Fig. 2 schematically shows a side cross-sectional view of the RFID reader module 1 shown in fig. 1 in use. As shown, the RFID reader module 1 has been picked up by the die head 12 of the die bonder 12 with the upper body portion 3 positioned within the female nozzle receiver 17 of the die head 12 and engaged therein by the nozzle interface 5. With the RFID reader module 1 engaged with the patch head 12, the patch head 12 may be used to orient the RFID reader module 1 toward the RFID tag 14, here shown at the feed portion 13, while the RFID reader 9 is proximate to the RFID tag 14.

The above-described embodiments are merely exemplary, and other possibilities and alternatives within the scope of the invention will be apparent to those skilled in the art. For example, while the energy storage has been shown as a rechargeable battery, other implementations are possible. The energy storage 6 may for example comprise a capacitor. Such an implementation may be particularly suitable if the power supply comprises an energy harvester, for example an energy harvester adapted to collect kinetic energy during movement or vibration of the RFID reader module with the patch head.

Claims (14)

1. An RFID reader module for interrogating an RFID tag located within a chip mounter, the RFID reader module comprising:

a reader module interface adapted for releasable and repeatable engagement with a movable component of the pick & place machine;

a reader module data connection for outputting data to the chip mounter;

an RFID reader for receiving data from the RFID tag and transmitting the received data to the data connection part; and

a power supply for the RFID reader includes an energy storage portion for at least temporarily storing electrical energy.

2. The RFID reader module of claim 1, wherein the reader module data connection comprises a wireless data transmitter or transceiver.

3. The RFID reader module of claim 2, wherein the wireless data transmitter or transceiver comprises a bluetooth device.

4. The RFID reader module of claim 1, wherein the reader module interface is adapted for releasable and repeatable engagement with a nozzle interface of a die head of the placement machine.

5. The RFID reader module of claim 1, wherein the energy storage portion comprises a rechargeable battery.

6. The RFID reader module of any of claims 1-4, wherein the power source comprises an energy harvester.

7. The RFID reader module of claim 6, wherein the energy collector is adapted to collect kinetic energy during movement or vibration of the RFID reader module.

8. The RFID reader module of claim 6, wherein the energy storage includes a capacitance.

9. An RFID system for a chip mounter, comprising:

the RFID reader module of claim 1; and

a docking module positionable in the chip mounter and including a docking portion for receiving and storing the RFID reader module.

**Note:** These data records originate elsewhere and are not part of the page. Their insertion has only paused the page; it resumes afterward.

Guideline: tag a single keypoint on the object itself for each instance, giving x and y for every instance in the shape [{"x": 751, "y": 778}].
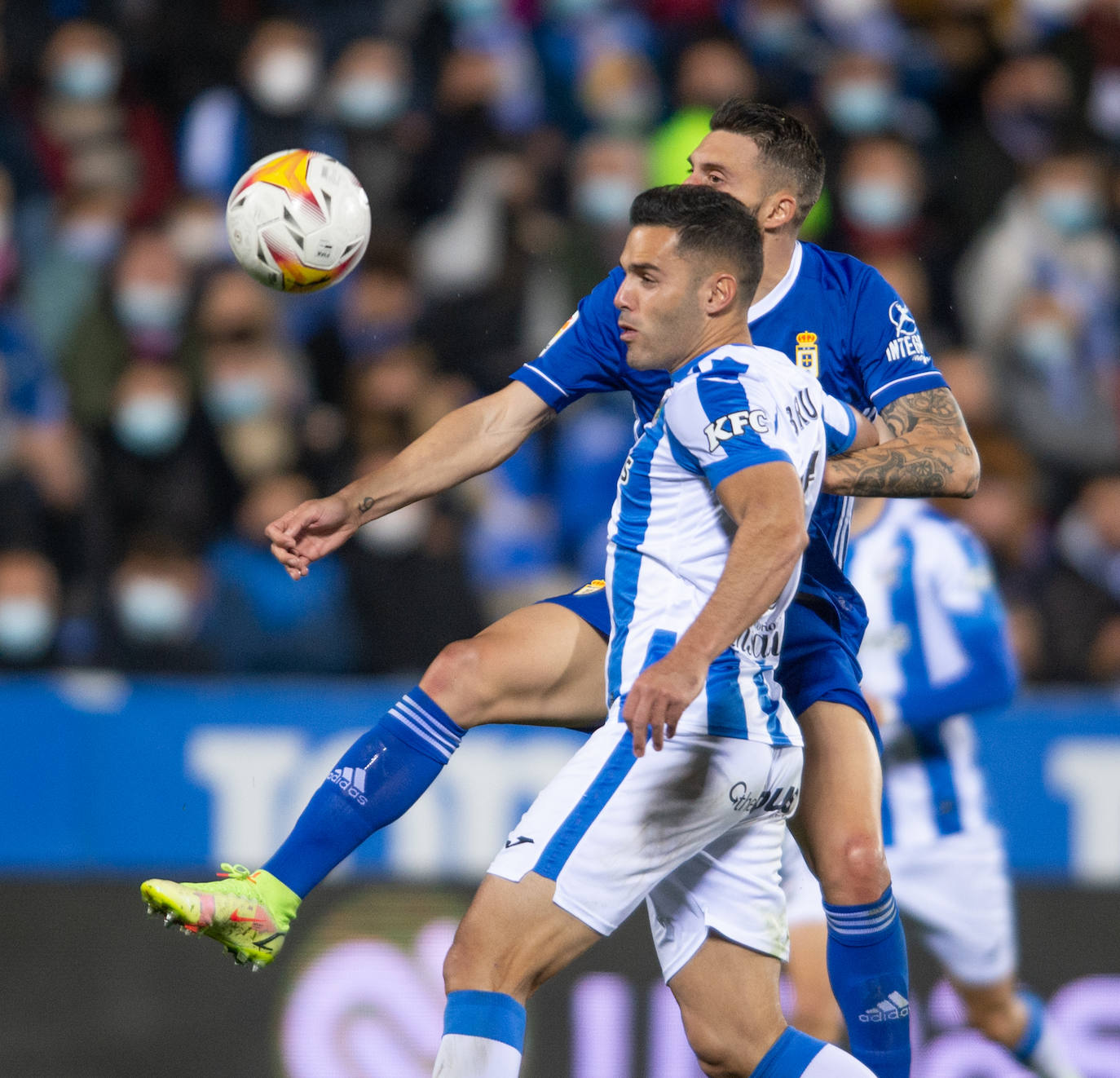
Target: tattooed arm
[{"x": 930, "y": 454}]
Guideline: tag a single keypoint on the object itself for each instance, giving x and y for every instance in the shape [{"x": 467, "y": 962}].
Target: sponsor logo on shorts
[{"x": 781, "y": 799}]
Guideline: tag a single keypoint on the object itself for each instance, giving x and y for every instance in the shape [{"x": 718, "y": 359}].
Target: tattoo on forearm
[{"x": 933, "y": 454}]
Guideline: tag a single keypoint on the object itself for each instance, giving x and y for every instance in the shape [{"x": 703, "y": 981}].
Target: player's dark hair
[
  {"x": 709, "y": 223},
  {"x": 785, "y": 146}
]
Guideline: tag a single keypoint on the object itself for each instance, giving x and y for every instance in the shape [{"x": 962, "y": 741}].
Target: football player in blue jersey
[
  {"x": 937, "y": 652},
  {"x": 545, "y": 664}
]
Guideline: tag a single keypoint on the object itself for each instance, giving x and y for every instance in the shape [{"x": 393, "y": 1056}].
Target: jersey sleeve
[
  {"x": 885, "y": 344},
  {"x": 586, "y": 356},
  {"x": 716, "y": 430},
  {"x": 840, "y": 425}
]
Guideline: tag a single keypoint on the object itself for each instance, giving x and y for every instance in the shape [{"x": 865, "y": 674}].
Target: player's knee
[
  {"x": 463, "y": 679},
  {"x": 853, "y": 871}
]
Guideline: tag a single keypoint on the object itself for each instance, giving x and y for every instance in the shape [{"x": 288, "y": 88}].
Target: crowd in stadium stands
[{"x": 158, "y": 408}]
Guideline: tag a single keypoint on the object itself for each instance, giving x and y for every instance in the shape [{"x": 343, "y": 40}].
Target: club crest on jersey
[
  {"x": 734, "y": 424},
  {"x": 907, "y": 343},
  {"x": 806, "y": 354},
  {"x": 559, "y": 333}
]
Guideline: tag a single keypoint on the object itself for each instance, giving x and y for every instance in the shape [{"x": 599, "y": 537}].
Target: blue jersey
[
  {"x": 832, "y": 315},
  {"x": 937, "y": 650},
  {"x": 730, "y": 409}
]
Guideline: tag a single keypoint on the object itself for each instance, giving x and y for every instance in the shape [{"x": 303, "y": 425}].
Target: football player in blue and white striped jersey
[{"x": 935, "y": 652}]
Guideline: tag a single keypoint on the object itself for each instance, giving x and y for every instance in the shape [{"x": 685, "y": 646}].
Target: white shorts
[
  {"x": 695, "y": 827},
  {"x": 957, "y": 891},
  {"x": 803, "y": 901}
]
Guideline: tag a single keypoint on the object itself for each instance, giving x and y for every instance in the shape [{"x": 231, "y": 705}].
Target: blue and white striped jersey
[
  {"x": 730, "y": 409},
  {"x": 937, "y": 649}
]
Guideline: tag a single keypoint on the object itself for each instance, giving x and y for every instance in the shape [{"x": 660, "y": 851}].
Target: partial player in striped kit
[
  {"x": 703, "y": 559},
  {"x": 934, "y": 652}
]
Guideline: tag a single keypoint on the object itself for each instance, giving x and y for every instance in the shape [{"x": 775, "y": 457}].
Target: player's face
[
  {"x": 730, "y": 161},
  {"x": 659, "y": 311}
]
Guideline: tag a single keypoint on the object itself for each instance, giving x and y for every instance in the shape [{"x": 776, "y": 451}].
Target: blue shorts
[{"x": 815, "y": 664}]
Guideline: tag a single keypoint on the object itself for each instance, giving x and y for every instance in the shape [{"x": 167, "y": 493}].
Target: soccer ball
[{"x": 298, "y": 221}]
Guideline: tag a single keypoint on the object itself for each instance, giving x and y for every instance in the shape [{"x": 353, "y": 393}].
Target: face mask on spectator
[
  {"x": 1071, "y": 210},
  {"x": 1047, "y": 344},
  {"x": 147, "y": 306},
  {"x": 606, "y": 200},
  {"x": 284, "y": 80},
  {"x": 878, "y": 204},
  {"x": 27, "y": 628},
  {"x": 93, "y": 240},
  {"x": 86, "y": 77},
  {"x": 860, "y": 107},
  {"x": 370, "y": 101},
  {"x": 398, "y": 532},
  {"x": 152, "y": 610},
  {"x": 233, "y": 398},
  {"x": 150, "y": 424}
]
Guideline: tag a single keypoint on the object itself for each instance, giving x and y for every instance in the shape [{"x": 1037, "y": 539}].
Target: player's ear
[
  {"x": 722, "y": 290},
  {"x": 778, "y": 211}
]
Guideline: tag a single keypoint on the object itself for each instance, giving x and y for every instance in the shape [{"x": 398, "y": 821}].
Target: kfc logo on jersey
[
  {"x": 734, "y": 424},
  {"x": 907, "y": 343}
]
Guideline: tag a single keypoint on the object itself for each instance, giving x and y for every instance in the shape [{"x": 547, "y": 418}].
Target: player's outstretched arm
[
  {"x": 767, "y": 506},
  {"x": 928, "y": 455},
  {"x": 467, "y": 442}
]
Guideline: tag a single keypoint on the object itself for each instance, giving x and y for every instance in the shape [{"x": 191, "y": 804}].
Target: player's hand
[
  {"x": 311, "y": 530},
  {"x": 659, "y": 697}
]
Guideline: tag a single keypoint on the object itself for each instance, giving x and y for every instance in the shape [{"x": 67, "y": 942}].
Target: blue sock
[
  {"x": 869, "y": 978},
  {"x": 380, "y": 777},
  {"x": 1036, "y": 1021},
  {"x": 788, "y": 1056}
]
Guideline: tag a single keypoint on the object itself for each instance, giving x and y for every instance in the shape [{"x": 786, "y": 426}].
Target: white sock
[
  {"x": 831, "y": 1063},
  {"x": 475, "y": 1057}
]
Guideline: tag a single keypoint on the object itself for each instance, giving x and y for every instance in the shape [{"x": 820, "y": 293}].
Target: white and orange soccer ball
[{"x": 298, "y": 221}]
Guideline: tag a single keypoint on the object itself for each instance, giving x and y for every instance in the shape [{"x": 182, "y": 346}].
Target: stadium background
[{"x": 170, "y": 698}]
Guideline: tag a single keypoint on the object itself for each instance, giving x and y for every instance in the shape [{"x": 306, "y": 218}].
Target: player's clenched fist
[
  {"x": 311, "y": 530},
  {"x": 659, "y": 697}
]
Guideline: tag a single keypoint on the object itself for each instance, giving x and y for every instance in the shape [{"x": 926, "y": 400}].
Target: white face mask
[
  {"x": 284, "y": 80},
  {"x": 397, "y": 533},
  {"x": 27, "y": 628},
  {"x": 153, "y": 610}
]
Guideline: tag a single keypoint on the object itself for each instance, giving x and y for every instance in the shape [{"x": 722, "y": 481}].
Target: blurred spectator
[
  {"x": 1026, "y": 113},
  {"x": 159, "y": 467},
  {"x": 1081, "y": 604},
  {"x": 260, "y": 621},
  {"x": 30, "y": 599},
  {"x": 371, "y": 91},
  {"x": 155, "y": 610},
  {"x": 410, "y": 560},
  {"x": 225, "y": 129},
  {"x": 708, "y": 73},
  {"x": 90, "y": 134},
  {"x": 141, "y": 314},
  {"x": 1038, "y": 291}
]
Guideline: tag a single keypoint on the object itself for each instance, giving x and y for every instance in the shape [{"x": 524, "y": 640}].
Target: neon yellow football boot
[{"x": 248, "y": 912}]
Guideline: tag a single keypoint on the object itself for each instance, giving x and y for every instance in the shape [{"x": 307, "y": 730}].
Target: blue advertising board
[{"x": 104, "y": 775}]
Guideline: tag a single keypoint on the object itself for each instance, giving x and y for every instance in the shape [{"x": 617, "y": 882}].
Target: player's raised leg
[
  {"x": 542, "y": 664},
  {"x": 839, "y": 828}
]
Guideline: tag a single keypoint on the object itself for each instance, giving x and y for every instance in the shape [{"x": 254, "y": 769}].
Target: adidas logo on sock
[
  {"x": 352, "y": 782},
  {"x": 895, "y": 1006}
]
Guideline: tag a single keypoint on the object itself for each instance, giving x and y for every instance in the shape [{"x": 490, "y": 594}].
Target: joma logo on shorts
[
  {"x": 781, "y": 799},
  {"x": 734, "y": 424}
]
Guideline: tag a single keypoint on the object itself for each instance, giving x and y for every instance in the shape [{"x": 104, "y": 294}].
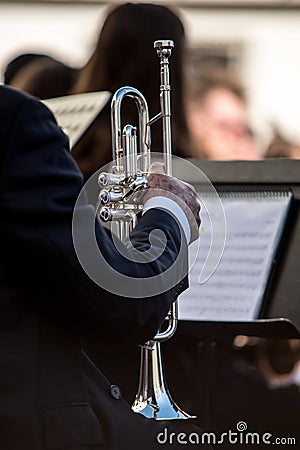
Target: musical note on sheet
[{"x": 255, "y": 221}]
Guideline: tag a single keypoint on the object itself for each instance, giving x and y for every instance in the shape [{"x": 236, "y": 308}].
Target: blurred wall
[{"x": 264, "y": 46}]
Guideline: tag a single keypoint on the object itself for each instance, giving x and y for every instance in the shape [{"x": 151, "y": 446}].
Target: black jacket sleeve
[{"x": 40, "y": 183}]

10. The RFID system of claim 9, wherein an upper portion of the docking portion is open to allow the RFID reader module to be positioned in the docking portion by a chip head of the chip mounter.

11. The RFID system of claim 9, wherein the docking module includes a charging interface for providing electrical energy to the energy storage.

12. The RFID system of claim 9, wherein the docking module includes a data receiver for receiving data from the reader module data receiver.

13. A chip mounter comprising an RFID system according to any of claims 9 to 12.

14. The placement machine of claim 13 including a placement head having a nozzle interface adapted for releasable and repeatable engagement with a nozzle;

wherein the reader module interface is adapted for releasable and repeatable engagement with the nozzle interface.